The 48-year-old Union County native is ready to face the fear, the shame she's carried for four decades.

"I was seven, eight when this happened."

Jamie's abuse, she said, came at the hands of her step-father. It lasted a year. When her mother witnessed it for herself, she sent Jamie to live with her grandmother.

She said the headlines, the current climate in our country gives her the strength to finally find her voice.

"That helped me be able to talk because when it happens you feel like you're the only one, you know? And for other people to come forward and at so much of a level, then it's not just you."

"They want to say, well why come out now? Why do this? Because you're embarrassed. You have to deal with so much. And to listen to other people that it has happened to, you just wake up and enough. You're done."

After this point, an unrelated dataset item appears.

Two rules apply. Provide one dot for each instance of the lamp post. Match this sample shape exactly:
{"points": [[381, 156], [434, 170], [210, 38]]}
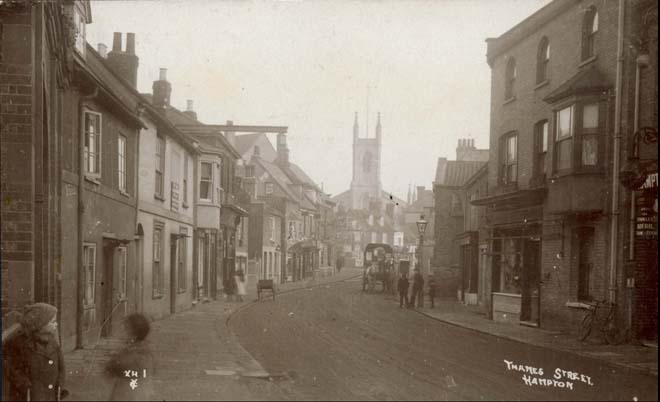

When asked if it was starting to get easier now that she's made this decision, she said it is a little.

"It's good to talk about it. It really is," she said. "And you're still going to cry. And you're going to hurt and everything. But, it makes it easier."

Of all the hashtags and headlines out there, Jamie heard the one word she needed to hear.

"And that's speak. Just speak. Just talk. And a lot of people don't want to do that because of the position or whatever or embarrassment or anything. And I wish that I could have talked sooner."

When the movement started gaining momentum, Gulledge said she felt the flood of old memories.

"It brought back so much pain, so much hurt, and so much.....why couldn't I talk? Why couldn't I do this and that?"

Jamie said she was blaming herself every day.

She said there are friends and family who won't hear her story until right now.

While her mother knew what happened, Jamie said she could never talk about it. Their relationship suffered until her passing.

"Her dealing with divorce, alone. And then this. And she was embarrassed to talk to me, I think, more so than or as much as I was to her."

"Go to someone," she continued. "Talk about it. Get it off, you know, whoever it is that they can talk to. Because if you don't, believe me, it will destroy you. It really will."

"When you're put in that situation and you lose your trust, you don't trust anyone. You don't know who to go to."

Jamie wants to talk to other women...to help them as she continues her healing.

"If I can help one person, that's what I want to do because I would never wish this on anybody."

In the time we spent together, we watched her smile a bit more, cry a bit less.

"I just want to feel better. I want to get this off my chest. I want...I just want to end this chapter. That's it. I want to end the chapter."

The sheer act of speaking out, as Jamie is doing, can be an important part of the healing process, according to Licensed Professional Counselor Michael Hester.

"With trauma, the midbrain the emotional brain kinda gets stuck and it can't do it's a job," Hester explained. "So, it's extremely important that people process those things. And part of that may be talking about it in therapy, telling their story."